We sometimes hear the argument from the department that subsidies in other countries do not affect the price, it is a surplus in grain production. However, you only have to look at the stocks-to-use ratio in wheat, which has not been as low as it is now since 1974. Clearly, the farm subsidies in other countries have a tremendous influence on the price of all the grains and oilseeds commodities.
When we compare investment in the U.S. with that in Canada, the continual trade harassment that we get from them adds insult to injury. We were thankful for the $500 million that we did get; it simply was not enough. By our calculation, the $1.5 billion that we were asking for federally and provincially was reasonable. It was well justified and was urgently needed to give farmers a higher level of confidence going into this year's planting. Receiving only $500 million out of the $900 million that we were asking for from the federal government simply failed the test of common sense. We will continue to push for that funding because our farmers need it.
As I said earlier, what adds insult to injury is the continuoual trade harassment that we get from the U.S.

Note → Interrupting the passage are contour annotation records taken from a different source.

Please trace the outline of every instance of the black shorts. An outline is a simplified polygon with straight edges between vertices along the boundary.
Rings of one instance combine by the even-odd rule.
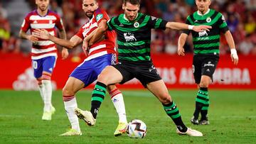
[[[200,84],[202,75],[207,75],[212,81],[214,71],[219,60],[218,55],[194,55],[192,70],[196,84]]]
[[[123,77],[120,84],[137,78],[144,87],[146,84],[161,79],[152,62],[118,62],[112,65]]]

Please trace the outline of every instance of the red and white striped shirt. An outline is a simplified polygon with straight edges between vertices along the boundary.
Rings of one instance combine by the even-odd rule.
[[[64,28],[60,17],[55,12],[48,10],[44,16],[41,16],[36,10],[30,12],[25,18],[21,30],[27,32],[31,30],[32,34],[36,28],[43,28],[50,35],[56,36],[56,29]],[[32,60],[38,60],[48,56],[57,57],[57,46],[50,40],[38,40],[38,43],[33,43],[31,49]]]
[[[83,40],[98,27],[98,24],[103,19],[108,21],[110,17],[105,11],[100,9],[97,9],[93,13],[92,19],[80,28],[76,35]],[[105,40],[96,43],[90,47],[89,55],[85,60],[90,60],[109,53],[116,53],[114,48],[115,39],[115,32],[107,31],[105,35]]]

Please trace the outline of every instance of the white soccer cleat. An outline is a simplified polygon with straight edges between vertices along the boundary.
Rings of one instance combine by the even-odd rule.
[[[65,133],[59,135],[60,136],[72,136],[72,135],[81,135],[82,133],[75,129],[70,129]]]
[[[127,128],[127,123],[119,123],[117,129],[114,133],[114,136],[119,136],[122,133],[125,133]]]
[[[55,112],[55,109],[52,106],[50,111],[44,111],[42,116],[42,120],[50,121],[52,115]]]
[[[84,120],[90,126],[93,126],[96,123],[96,119],[93,118],[92,113],[89,111],[82,111],[82,109],[76,108],[75,109],[75,113],[79,118]]]
[[[203,133],[201,132],[191,129],[190,128],[188,128],[187,131],[185,133],[180,132],[178,128],[176,129],[176,132],[179,135],[188,135],[189,136],[203,136]]]

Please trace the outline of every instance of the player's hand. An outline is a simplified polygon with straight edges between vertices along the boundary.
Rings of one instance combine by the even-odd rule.
[[[204,25],[196,26],[195,26],[194,27],[193,27],[193,31],[196,32],[203,32],[205,31],[210,31],[209,29],[210,28],[212,28],[212,27],[209,26],[204,26]]]
[[[33,35],[38,38],[42,38],[44,40],[50,39],[50,33],[45,29],[36,29],[33,32]]]
[[[232,62],[234,62],[235,65],[238,64],[238,55],[237,53],[230,54]]]
[[[178,55],[184,56],[185,55],[185,50],[183,47],[178,47],[177,53]]]
[[[82,50],[84,51],[85,56],[88,56],[89,55],[89,42],[84,39],[82,42]]]
[[[35,37],[33,35],[30,35],[28,36],[28,40],[30,40],[32,43],[36,43],[38,40],[38,38]]]
[[[67,48],[63,48],[63,50],[61,51],[61,57],[62,60],[65,60],[68,56],[68,50]]]

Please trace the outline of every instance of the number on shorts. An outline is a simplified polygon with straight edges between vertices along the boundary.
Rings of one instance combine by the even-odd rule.
[[[38,67],[37,62],[36,61],[33,61],[33,68],[37,69],[37,67]]]

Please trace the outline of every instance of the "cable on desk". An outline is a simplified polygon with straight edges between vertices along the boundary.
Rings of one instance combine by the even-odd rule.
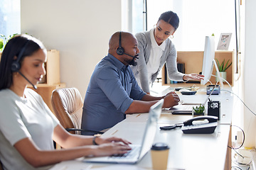
[[[237,96],[241,101],[242,103],[244,104],[244,106],[252,113],[254,114],[255,115],[256,115],[256,113],[254,113],[245,103],[245,102],[235,94],[234,94],[233,91],[228,91],[228,90],[221,90],[221,91],[228,91],[232,94],[234,94],[235,96]]]
[[[235,151],[235,149],[238,149],[241,148],[241,147],[242,147],[244,142],[245,142],[245,132],[243,131],[243,130],[242,130],[241,128],[240,128],[239,126],[237,126],[237,125],[230,125],[230,126],[231,126],[231,127],[232,127],[232,126],[235,126],[235,127],[238,128],[239,129],[241,130],[241,131],[242,131],[242,144],[241,144],[238,147],[233,147],[233,146],[230,147],[230,146],[228,145],[228,147],[229,148],[234,149],[235,152],[237,152]],[[237,154],[239,154],[240,156],[241,156],[242,157],[243,157],[242,155],[240,155],[240,154],[238,154],[238,152],[237,152]]]

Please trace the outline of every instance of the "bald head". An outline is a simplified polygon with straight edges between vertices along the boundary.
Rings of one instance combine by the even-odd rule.
[[[117,48],[119,46],[119,36],[120,31],[114,33],[110,38],[109,42],[109,53],[113,55],[113,52],[116,51]],[[136,39],[136,38],[130,33],[122,32],[121,33],[121,45],[124,48],[125,46],[130,43],[131,40]]]

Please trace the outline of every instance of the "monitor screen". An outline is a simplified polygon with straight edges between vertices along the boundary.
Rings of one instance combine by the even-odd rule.
[[[202,74],[205,76],[201,80],[201,84],[205,85],[210,81],[215,57],[215,41],[213,36],[206,36],[205,48],[203,52]]]

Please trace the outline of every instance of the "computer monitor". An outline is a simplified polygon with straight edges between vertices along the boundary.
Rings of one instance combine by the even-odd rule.
[[[201,80],[201,84],[205,85],[208,81],[210,81],[210,76],[212,75],[213,64],[216,69],[218,76],[220,78],[220,72],[217,67],[215,60],[214,60],[215,57],[215,40],[213,36],[206,36],[206,42],[205,48],[203,52],[203,68],[202,68],[202,74],[204,75],[204,79]],[[220,82],[223,86],[223,81],[221,79]]]

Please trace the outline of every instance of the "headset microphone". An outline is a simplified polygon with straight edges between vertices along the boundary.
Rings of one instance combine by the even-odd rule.
[[[130,56],[130,57],[133,57],[134,59],[134,58],[137,58],[137,59],[139,59],[139,57],[137,57],[137,56],[139,56],[139,55],[134,55],[134,56],[132,56],[132,55],[128,55],[128,54],[127,54],[127,53],[124,53],[124,55],[128,55],[128,56]]]
[[[28,81],[28,82],[29,84],[31,84],[32,85],[32,86],[33,87],[33,89],[35,89],[36,90],[37,89],[37,86],[33,85],[31,81],[30,81],[20,71],[20,68],[21,68],[21,64],[19,63],[20,60],[21,60],[21,57],[23,55],[23,54],[25,52],[26,47],[28,45],[29,42],[29,40],[28,40],[24,46],[21,48],[21,52],[18,53],[18,57],[17,57],[17,60],[15,60],[14,62],[13,62],[13,63],[11,63],[11,69],[13,72],[18,72],[23,77],[24,77],[24,79]]]
[[[32,85],[32,86],[33,87],[33,89],[35,89],[36,90],[37,89],[37,86],[33,85],[31,81],[30,81],[28,78],[26,78],[20,71],[18,71],[18,72],[19,73],[19,74],[21,74],[23,77],[24,77],[24,79],[28,81],[28,82]]]
[[[119,33],[119,46],[117,49],[117,54],[119,55],[127,55],[128,56],[130,56],[130,57],[133,57],[134,59],[134,58],[139,59],[139,57],[137,57],[137,56],[139,56],[139,55],[136,55],[135,56],[132,56],[132,55],[128,55],[127,53],[124,52],[124,49],[122,47],[122,45],[121,45],[121,31],[120,31],[120,33]]]

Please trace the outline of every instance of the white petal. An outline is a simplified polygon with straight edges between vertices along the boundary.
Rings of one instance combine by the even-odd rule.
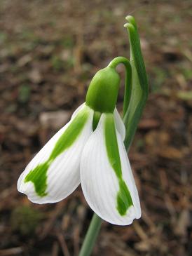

I need only remind you of the challenges to the Canadian Wheat Board and to supply management, and the border closings we have experienced in the West. Recent events in the potato industry in Prince Edward Island illustrate one of the most abject forms of trade rule contravention. Clearly that was nothing more than trade rule contravention. It was nothing more than a non-tariff trade barrier. According to the STS agreement at the WTO, Canada did everything necessary to secure and patrol the area. Upwards of 10,000 soil samples were collected, all of which were found to be potato wart free. All the U.S. had in mind was protecting the table potato market in the U.S. That situation has not yet been resolved.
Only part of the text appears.